How to export the weight after quantization

Hi, I have defined a neural network with a fully connected layer and applied Post Training Static Quantization for quantization. The version I use for pytorch is 2.0.0+cu118.
Here is the network architecture and the quantization process:

class HPC(nn.Module):
    def __init__(self, input_features, out_features): 
        super(HPC, self).__init__()
        self.linear1 = nn.Linear(input_features, 512) 
        self.linear2 = nn.Linear(512, 256)
        self.linear3 = nn.Linear(256, 64)
        self.linear4 = nn.Linear(64, out_features)
        self.sigmoid = nn.Sigmoid()
        self.quant = torch.ao.quantization.QuantStub()
        self.dequant = torch.ao.quantization.DeQuantStub()
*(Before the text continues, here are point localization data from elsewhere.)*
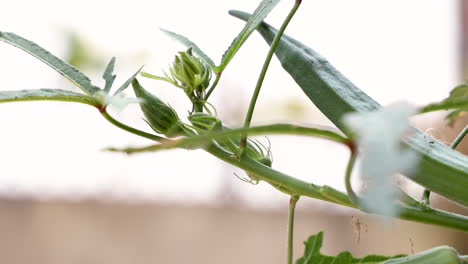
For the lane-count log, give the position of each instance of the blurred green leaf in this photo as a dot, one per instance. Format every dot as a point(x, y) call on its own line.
point(312, 254)
point(188, 43)
point(81, 53)
point(458, 100)
point(47, 94)
point(65, 69)
point(108, 77)
point(161, 117)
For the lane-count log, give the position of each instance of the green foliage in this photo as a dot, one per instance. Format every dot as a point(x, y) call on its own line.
point(264, 8)
point(335, 96)
point(312, 254)
point(65, 69)
point(371, 129)
point(458, 100)
point(108, 77)
point(47, 94)
point(439, 255)
point(161, 117)
point(188, 43)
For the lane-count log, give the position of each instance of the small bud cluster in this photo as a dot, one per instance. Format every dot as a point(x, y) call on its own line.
point(191, 74)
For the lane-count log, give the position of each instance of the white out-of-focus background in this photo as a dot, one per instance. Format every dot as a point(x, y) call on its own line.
point(399, 50)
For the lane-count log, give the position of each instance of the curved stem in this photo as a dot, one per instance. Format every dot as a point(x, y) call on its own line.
point(458, 139)
point(274, 129)
point(215, 83)
point(301, 188)
point(261, 77)
point(349, 169)
point(292, 207)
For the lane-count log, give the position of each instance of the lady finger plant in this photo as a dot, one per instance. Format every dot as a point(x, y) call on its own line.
point(379, 136)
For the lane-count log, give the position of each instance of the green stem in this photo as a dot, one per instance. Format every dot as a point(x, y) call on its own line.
point(292, 207)
point(458, 139)
point(218, 76)
point(349, 169)
point(283, 129)
point(261, 77)
point(301, 188)
point(132, 130)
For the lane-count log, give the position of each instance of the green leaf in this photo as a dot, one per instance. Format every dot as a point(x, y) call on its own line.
point(188, 43)
point(65, 69)
point(458, 100)
point(108, 77)
point(441, 169)
point(128, 82)
point(312, 254)
point(254, 21)
point(161, 117)
point(47, 94)
point(439, 255)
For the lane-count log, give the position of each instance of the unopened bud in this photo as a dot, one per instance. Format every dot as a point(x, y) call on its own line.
point(160, 116)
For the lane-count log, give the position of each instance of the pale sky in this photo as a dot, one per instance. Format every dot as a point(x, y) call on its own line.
point(392, 49)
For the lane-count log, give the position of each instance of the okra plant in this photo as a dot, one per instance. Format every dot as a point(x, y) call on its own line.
point(380, 137)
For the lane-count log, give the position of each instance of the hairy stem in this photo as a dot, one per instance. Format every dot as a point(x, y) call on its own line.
point(292, 207)
point(261, 77)
point(459, 138)
point(427, 193)
point(301, 188)
point(349, 170)
point(215, 83)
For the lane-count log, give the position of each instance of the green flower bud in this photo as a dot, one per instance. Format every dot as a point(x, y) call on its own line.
point(161, 117)
point(205, 121)
point(191, 74)
point(439, 255)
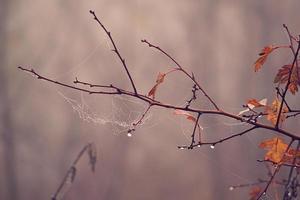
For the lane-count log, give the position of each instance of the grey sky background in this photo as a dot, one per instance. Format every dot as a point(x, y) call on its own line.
point(41, 131)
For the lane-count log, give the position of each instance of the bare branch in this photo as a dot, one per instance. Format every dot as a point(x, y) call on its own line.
point(116, 50)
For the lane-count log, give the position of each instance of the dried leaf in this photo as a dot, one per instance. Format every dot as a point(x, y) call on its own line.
point(273, 112)
point(72, 174)
point(254, 192)
point(186, 114)
point(263, 55)
point(282, 77)
point(160, 79)
point(92, 156)
point(253, 103)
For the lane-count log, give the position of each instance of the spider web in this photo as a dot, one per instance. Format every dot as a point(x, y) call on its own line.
point(124, 113)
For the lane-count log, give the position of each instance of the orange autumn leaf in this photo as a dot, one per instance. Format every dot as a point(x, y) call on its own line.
point(283, 74)
point(276, 149)
point(186, 114)
point(256, 103)
point(254, 192)
point(253, 103)
point(273, 112)
point(263, 55)
point(160, 78)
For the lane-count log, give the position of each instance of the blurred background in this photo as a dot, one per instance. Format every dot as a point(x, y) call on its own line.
point(44, 126)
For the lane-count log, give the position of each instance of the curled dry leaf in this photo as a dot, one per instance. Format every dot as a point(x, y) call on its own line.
point(92, 156)
point(160, 79)
point(283, 74)
point(263, 55)
point(277, 151)
point(273, 112)
point(253, 103)
point(254, 192)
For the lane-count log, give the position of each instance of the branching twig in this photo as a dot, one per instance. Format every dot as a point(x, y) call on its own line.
point(116, 50)
point(183, 70)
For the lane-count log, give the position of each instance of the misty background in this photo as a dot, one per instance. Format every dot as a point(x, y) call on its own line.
point(44, 126)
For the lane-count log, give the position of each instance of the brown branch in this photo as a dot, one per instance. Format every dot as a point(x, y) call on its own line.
point(71, 173)
point(213, 144)
point(292, 169)
point(115, 50)
point(183, 70)
point(277, 168)
point(287, 84)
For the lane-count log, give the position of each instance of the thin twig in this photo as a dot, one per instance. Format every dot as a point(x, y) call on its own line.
point(71, 173)
point(115, 50)
point(183, 70)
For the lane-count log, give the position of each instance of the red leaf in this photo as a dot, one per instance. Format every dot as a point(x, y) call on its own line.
point(283, 74)
point(263, 55)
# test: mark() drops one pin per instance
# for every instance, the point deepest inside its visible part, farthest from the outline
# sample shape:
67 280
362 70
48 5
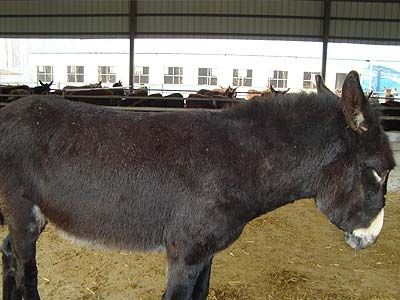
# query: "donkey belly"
104 217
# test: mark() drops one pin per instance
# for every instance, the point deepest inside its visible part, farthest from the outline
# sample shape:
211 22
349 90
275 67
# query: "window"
309 80
106 74
75 73
279 80
242 77
173 75
206 77
141 75
44 73
339 80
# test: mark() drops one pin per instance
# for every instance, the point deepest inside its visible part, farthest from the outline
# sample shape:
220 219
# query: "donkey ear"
354 104
321 87
272 88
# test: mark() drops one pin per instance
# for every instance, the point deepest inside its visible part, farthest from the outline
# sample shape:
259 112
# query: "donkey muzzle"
364 237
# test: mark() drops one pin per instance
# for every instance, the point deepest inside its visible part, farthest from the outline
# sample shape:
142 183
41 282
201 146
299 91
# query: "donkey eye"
376 175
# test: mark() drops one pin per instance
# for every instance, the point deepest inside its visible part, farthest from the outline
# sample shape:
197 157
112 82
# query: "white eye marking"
377 177
373 230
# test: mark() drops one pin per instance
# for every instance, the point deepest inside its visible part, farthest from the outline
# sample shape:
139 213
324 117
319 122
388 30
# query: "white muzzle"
364 237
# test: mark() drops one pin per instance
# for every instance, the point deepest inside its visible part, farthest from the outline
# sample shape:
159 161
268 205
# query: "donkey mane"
290 107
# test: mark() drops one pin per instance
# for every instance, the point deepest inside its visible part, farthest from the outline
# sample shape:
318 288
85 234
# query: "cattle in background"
388 94
229 92
92 91
217 98
176 101
18 93
118 89
265 93
43 88
7 90
142 91
158 185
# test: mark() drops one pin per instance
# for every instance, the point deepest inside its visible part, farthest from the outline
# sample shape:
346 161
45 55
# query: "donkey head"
321 87
352 188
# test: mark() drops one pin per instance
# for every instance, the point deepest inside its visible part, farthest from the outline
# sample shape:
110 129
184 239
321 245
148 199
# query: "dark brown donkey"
187 182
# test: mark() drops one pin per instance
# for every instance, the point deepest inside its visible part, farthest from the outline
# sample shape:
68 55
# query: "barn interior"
291 253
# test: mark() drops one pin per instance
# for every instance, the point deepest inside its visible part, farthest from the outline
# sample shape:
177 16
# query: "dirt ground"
292 253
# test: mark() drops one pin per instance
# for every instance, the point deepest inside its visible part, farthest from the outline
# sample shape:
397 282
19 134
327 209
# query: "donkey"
144 181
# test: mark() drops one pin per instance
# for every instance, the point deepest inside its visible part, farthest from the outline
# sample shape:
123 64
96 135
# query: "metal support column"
132 33
325 35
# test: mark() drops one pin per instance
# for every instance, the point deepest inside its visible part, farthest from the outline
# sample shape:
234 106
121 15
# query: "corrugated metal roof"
349 21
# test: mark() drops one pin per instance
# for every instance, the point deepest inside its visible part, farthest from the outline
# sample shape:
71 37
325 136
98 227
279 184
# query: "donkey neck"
289 152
    def forward(self, n_input): 
        out = self.quant(n_input)
        out = (self.linear1(out))
        out = (self.linear2(out))
        out = (self.linear3(out)) 
        out = self.sigmoid(self.linear4(out))
        out = self.quant(out)
        return out

import copy
#copy the trained model
myModel = copy.deepcopy(model)
myModel.eval()
myModel.qconfig = torch.ao.quantization.default_qconfig
print(myModel.qconfig)
torch.ao.quantization.prepare(myModel, inplace=True)
for i in range(200):
  X_train_arr_tensor = torch.Tensor(X_train_arr[i].flatten()).cuda()
  X_train_arr_tensors = torch.unsqueeze(X_train_arr_tensor, 0)
  myModel(X_train_arr_tensors)
torch.ao.quantization.convert(myModel, inplace=True)

When I completed the above operation, I tried to print out the quantized network parameters and the results are shown below.

for i in myModel.state_dict():
    print(i)

linear1.scale
linear1.zero_point
linear1._packed_params.dtype
linear1._packed_params._packed_params
linear2.scale
linear2.zero_point
linear2._packed_params.dtype
linear2._packed_params._packed_params
linear3.scale
linear3.zero_point
linear3._packed_params.dtype
linear3._packed_params._packed_params
linear4.scale
linear4.zero_point
linear4._packed_params.dtype
linear4._packed_params._packed_params
leaky.scale
leaky.zero_point
quant.scale
quant.zero_point

When I printed out myModel.linear1._packed_params, I found that the scale and zero_point values in _packed_params were not equal to myModel.linear1.scale and myModel.linear1.zero_point.

print(myModel.linear1._packed_params)

(tensor([[-0.0381, -0.0122, 0.0366, …, -0.0059, 0.0067, -0.0362],
[ 0.0196, 0.0037, -0.0277, …, 0.0074, -0.0362, 0.0126],
…,
[ 0.0126, 0.0403, -0.0104, …, 0.0359, -0.0107, 0.0263]],
device=‘cuda:0’, size=(512, 504), dtype=torch.qint8,
quantization_scheme=torch.per_tensor_affine, scale=0.00036982630263082683,
zero_point=0), Parameter containing:
tensor([-2.7267e-02, -4.1525e-02, 3.3713e-02,…, -3.9943e-02], device=‘cuda:0’, requires_grad=True))

print("this is scale: ",myModel.linear1.scale)
print("this is zero_point:",myModel.linear1.zero_point)

this is scale: 0.030707480385899544
this is zero_point: 63

There are no quantized weights and biases for the fully connected layers here. May I know how can I obtain the weights and parameters for each layer?

1 Like

After quantization, the weights are stored in a packed format to enable efficient execution. The weights in the packed format are not directly accessible as regular tensors. Try this function.

def print_quantized_weights(model):
    for name, module in model.named_modules():
        if isinstance(module, nn.quantized.Linear):
            # Unpack the weight and bias
            weight, bias = module._packed_params.unpack()
            
            # Dequantize the weights to get the float values
            weight = weight.dequantize()
            
            print(f"{name}.weight:", weight)
            print(f"{name}.bias:", bias)
            print(f"{name}.scale:", module.scale)
            print(f"{name}.zero_point:", module.zero_point)
            print()

print_quantized_weights(myModel)

1 Like

Thanks bro, i will try it

Thank you very much, you have solved a problem that has been troubling me for a long time! :smiley:

1 Like